MATTHEW BARNEY is my kind of artist. Well, sort of. A high-school football jock, an Abercrombie & Fitch commercial, a Hugo Boss endorsement, he's everything the art world should detest – and yet has critics and peers falling to their knees, either in glowing admiration, or from deep vein thrombosis. You see, Barney's most exclaimed work – the bulbous, 5-part Cremaster Cycle – weighs in at just under 7 hours in duration. When viewed back-to-back, with periodic breaks, that's almost 10 hours and one very raw behind.

Cremaster 3 alone represents 180 minutes in dead horses, molten-Vaseline and dental horror – the kind that makes both Dustin Hoffman and that poor kid from American History X look like victims of a mere tooth ache. This goes some way to explaining the image of Barney, tartan-clad and with a mouthful of bloody cloth on the cover of The Order – an interactive splicing of Cremaster 3's "choric interlude", complete with multi-angles, soundtrack off-cuts and an audio commentary. Likely to be the only ever licensed release of a Cremaster film to DVD, it serves as the perfect introduction to Barney's audacious, wholly esoteric universe.

Part of Barney's vision, perhaps, is that his work remains just that: abstruse, guarded, and strangely aloof. The course of The Order needn't be elaborated on for this very reason, but for those looking to orient themselves, the narrative is something of a fraternal initiation in itself. In Cremaster 3, the crux of the film is waged between two characters: The Architect (sculptor Richard Serra), and the Entered Apprentice (Barney), both of whom are constructing an unfinished Chrysler Building in New York. Thrust forward by the codes of Freemasonry, the story begins at the foot of the tower and ascends gradually to the top – at which point the film transforms into a sort of phantasmagorical game show, dictating that the Entered Apprentice must achieve Masonic redemption via five obstacles on each level of the Guggenheim's spiraling rotunda. From here, Barney has refashioned the sequence, condensing it down into a half-hour vortex of Rainbow Girl scouts, mosh pits, cabor tossing and Aimee Mullins.

Whether approached conceptually or literally, The Order probably won't mean a hell of a lot to the unprimed eye. The allegorical dots contained on each level (or degrees) of the Guggenheim won't connect either, unless absorbed at the end of the Cycle. But as a bizarre, ephemeral piece of cinema, there's something undeniably seductive about it – its density of imagery alone the stuff that dreams (and nightmares) are made of. The Cycle's tantalising allure is also down as much to its elusiveness; rationed to art institutions and select theatres, the films are often as unreachable as they are indefinable. Now as a mass-production of "art", Barney's reasons seem duplicitous, but like the cult of DVD itself, his work (be it a portion of) is at once globally accessible. And as a chiseled jawbone of a blue-eyed, all-American athlete, with Yale credentials and a baby girl by way of Björk, it's Barney himself who symbolises this clutch between commerce and art best. Like a linebacker-turned-conceptual artist, the very notion is laughable, yet for better or worse, in greater need.

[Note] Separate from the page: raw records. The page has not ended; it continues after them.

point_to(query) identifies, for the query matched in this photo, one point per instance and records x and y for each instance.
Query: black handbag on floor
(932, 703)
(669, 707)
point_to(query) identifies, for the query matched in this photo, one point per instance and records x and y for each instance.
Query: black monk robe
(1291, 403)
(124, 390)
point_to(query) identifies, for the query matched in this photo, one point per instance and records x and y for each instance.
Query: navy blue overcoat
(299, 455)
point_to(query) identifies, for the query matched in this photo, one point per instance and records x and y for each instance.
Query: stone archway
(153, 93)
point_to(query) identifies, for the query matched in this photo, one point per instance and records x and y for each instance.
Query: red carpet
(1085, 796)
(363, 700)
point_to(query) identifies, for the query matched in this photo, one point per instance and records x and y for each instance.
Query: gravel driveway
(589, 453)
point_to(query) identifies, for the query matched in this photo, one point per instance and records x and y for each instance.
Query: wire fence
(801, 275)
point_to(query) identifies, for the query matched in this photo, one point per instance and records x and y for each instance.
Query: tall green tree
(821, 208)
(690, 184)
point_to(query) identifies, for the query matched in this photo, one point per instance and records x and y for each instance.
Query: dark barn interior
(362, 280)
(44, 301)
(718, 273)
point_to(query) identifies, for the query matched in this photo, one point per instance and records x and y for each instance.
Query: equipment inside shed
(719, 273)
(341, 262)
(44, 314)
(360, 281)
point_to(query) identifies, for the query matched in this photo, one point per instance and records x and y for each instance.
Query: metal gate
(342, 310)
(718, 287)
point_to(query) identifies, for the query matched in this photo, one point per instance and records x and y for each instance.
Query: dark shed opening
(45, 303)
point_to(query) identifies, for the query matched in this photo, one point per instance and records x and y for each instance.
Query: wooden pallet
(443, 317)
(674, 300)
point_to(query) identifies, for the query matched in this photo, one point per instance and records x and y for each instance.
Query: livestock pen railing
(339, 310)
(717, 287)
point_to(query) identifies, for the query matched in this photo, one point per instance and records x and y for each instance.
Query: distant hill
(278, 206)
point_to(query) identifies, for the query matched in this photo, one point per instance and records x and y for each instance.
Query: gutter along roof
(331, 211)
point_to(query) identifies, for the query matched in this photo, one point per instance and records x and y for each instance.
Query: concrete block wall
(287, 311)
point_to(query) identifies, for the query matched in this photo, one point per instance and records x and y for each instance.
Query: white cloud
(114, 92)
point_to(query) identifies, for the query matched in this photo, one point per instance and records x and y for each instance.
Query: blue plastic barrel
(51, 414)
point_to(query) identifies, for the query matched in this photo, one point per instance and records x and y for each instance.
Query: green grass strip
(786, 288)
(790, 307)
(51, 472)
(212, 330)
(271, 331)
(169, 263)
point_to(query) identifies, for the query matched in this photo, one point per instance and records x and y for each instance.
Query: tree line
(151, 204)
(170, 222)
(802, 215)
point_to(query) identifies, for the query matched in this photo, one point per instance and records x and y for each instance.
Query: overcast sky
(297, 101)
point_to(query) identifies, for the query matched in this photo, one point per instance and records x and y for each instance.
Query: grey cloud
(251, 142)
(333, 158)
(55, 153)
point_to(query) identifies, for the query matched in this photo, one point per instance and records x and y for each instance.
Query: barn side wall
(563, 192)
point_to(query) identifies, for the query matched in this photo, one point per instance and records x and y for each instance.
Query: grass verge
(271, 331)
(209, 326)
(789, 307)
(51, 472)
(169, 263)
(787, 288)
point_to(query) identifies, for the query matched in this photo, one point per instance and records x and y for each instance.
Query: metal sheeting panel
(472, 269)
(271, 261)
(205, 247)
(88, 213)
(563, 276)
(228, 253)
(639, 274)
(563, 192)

AS A package, the DVD's the most blaring feature seems to be its cover, adorned with the New York Times' lofty declaration that Barney is "the most important artist of his generation." Ballooning egos aside, the film is presented in a lush 1.78:1 anamorphic transfer, accompanied by DTS and Dolby Digital 5.1 soundtracks that do well to enhance Jonathan Bepler's specially remixed score for The Order.

For extras, Barney's audio commentary is a prime inclusion. At only 30-minutes in duration, he discusses key influences and context, yet keeps the viewer at arm's length, as if to maintain as much of hidden meaning as possible. In addition, a multi-angle feature brings the film up to apparently 2 hours; in reality, it's essentially an option that allows users to view multiple levels of the The Order simultaneously, with much of the added content seemingly taken from the footage that made Cremaster 3 in full. Further more, 10 new remixes of music by Agnostic Front and Murphy's Law are provided on the disc, with the two groups featuring as dueling hardcore metal bands (complete with mosh pit) on the Guggenheim's second level.

Finally, a trailer for the Cremaster Cycle rounds off the disc.